The reason the Earth orbits the sun is due to the Universal Law of Gravity and centripetal motion. The Universal Law of Gravity was a great achievement in the history of mankind. It unified the 'heavenly bodies' and the 'Earthly bodies'. Isaac Newton showed that an apple falling to the ground and the moon orbiting Earth are both explained by the same laws of physics.
Key Equations
Centripetal Force
\begin{align*} F_C = \frac{mv^2}{r} \begin{cases} m & \text{mass (in kilograms, kg)}\\ v & \text{speed (in meters per second, m/s}\text{)}\\ r & \text{radius of circle} \end{cases}\end{align*}
Gravitational Force
\begin{align*}F_G = \frac{Gm_1 m_2}{r^2} \begin{cases} m_1, m_2 & \text{Masses of objects}\\ G & \text{Gravitational Constant}, 6.67300 \times 10^{11} \text{m}^3 \text{kg}^{1} \text{s}^{2}\\ r & \text{Distance between objects} \end{cases}\end{align*}
Key Concepts
 An orbital period, \begin{align*}T\end{align*}, is the time it takes to make one complete rotation.
 If a particle travels a distance \begin{align*}2\pi r\end{align*} in an amount of time \begin{align*}T\end{align*}, then its speed is distance over time or \begin{align*}2 \pi r /T\end{align*}.
 An object moving in a circle has an instantaneous velocity vector tangential to the circle of its path. The force and acceleration vectors point to the center of the circle.
 Net force and acceleration always have the same direction.
 Centripetal acceleration is just the acceleration provided by centripetal forces.
 Any force can be a centripetal force. Centripetal force is the umbrella term given to any force that is acting perpendicular to the motion of an object and thus causing it to go in a circle.
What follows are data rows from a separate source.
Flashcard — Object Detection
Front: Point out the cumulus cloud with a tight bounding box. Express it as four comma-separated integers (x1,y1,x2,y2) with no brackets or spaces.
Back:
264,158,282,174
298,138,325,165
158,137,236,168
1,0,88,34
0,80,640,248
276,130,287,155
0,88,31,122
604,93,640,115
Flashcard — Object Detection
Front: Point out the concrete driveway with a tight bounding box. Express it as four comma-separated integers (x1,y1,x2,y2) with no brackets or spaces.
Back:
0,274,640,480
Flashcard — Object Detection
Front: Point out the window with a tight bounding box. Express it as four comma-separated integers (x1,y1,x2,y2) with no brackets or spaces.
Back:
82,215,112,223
 When undergoing centripetal motion you might 'feels' an outward pull, however this is not a true force, but merely the objects inertia. Remember, Newton's first law maintains that the natural state of an object is to go in a straight line at constant speed. Thus, when you make a right turn in your car and the basketball in the back seat flies to the left, that is because the car is moving right and the basketball is maintaining it's position and thus from your point of view moves to the left. Your point of view in this case is different from reality because you are in a rotating reference frame.
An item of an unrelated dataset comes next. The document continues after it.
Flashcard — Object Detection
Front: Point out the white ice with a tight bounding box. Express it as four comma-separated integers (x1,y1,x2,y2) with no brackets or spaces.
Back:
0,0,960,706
 The Geosynchronous orbit is the orbit where a satellite completes one orbit of the Earth every 24 hours, staying above the same spot (longitude) on Earth. This is a very important orbit for spy satellites and TV satellites among others. You force the speed of the satellite to be a value such that the satellite makes one rotation every 24 hours.
Universal Law of Gravity
In previous chapters we learned that gravity  near the surface of planets, at least  is a force that accelerates objects at a constant rate. At this point we can extend this description using the framework of Newton's Laws.
Newton's Laws apply to all forces; but when he developed them only one was known: gravity. Newton's major insight  and one of the greatest in the history of science  was that the same force that causes objects to fall when released is also responsible for keeping the planets in orbit. According to some sources, he realized this while taking a stroll through some gardens and witnessing a falling apple.
After considering the implications of this unification, Newton formulated the Law of Universal Gravitation: Any two objects in the universe, with masses \begin{align*} m_1 \end{align*} and \begin{align*} m_2 \end{align*} with their centers of mass at a distance \begin{align*} r \end{align*} apart will experience a force of mutual attraction along the line joining their centers of mass equal to:
\begin{align*}\vec{F_G}=\frac{Gm_1m_2}{r^2} && \text{Universal Law of Gravity, } \intertext{where G is the Gravitational constant:} G = 6.67300\times10^{11} \mathrm{m^3 kg^{1} s^{2}}\end{align*}
Here is an illustration of this law for two objects, for instance the earth and the sun:
Gravity on the Earth's Surface
In the chapter on force, we saw that the gravitational force or weight formula for objects near earth, \begin{align*}F_g = mg \end{align*}, is a special case of a more general result.
On the surface of a planet  such as earth  the \begin{align*} r \end{align*} in the Universal Law of Gravity is very close to the radius of the planet. A planet's center of mass is approximately at its center (for a spherical planet with azimuthal symmetry of density this is exactly true). In addition, we can safely ignore the increase in height off the surface of Earth. For instance, the earth's radius is about 6,000 km, while the heights we consider for this book are on the order of at most a few kilometers  so we can say to very good accuracy that for objects near the surface of the earth, the \begin{align*} r \end{align*} in the formula is constant and equal to the earth's radius. This allows us to say that gravity is constant on the surface of the earth. Here's an illustration:
For any object a height \begin{align*} h \end{align*} above the surface of the earth, the force of gravity may be expressed as:
\begin{align*}\vec{F_G} = \frac{Gm_{earth}m_{obj}}{(r_{earth}+h)^2} \intertext{Now we make the approximation that} r_{earth}+h \approx r_{earth} \intertext{then, we can rewrite the above as} \vec{F_G} = \underbrace{\frac{Gm_{earth}}{r_{earth}^2}}_{\vec{g_{earth}}}\times m_{obj} = m_{obj}\times{\vec{g}}&&\text{Gravity on Earth}\end{align*}
We can do this because the quantity in braces only has constants; we can combine them and call their product \begin{align*} g \end{align*}. Remember, this is an approximation that holds only when objects are near (think in our atmosphere) the surface of Earth.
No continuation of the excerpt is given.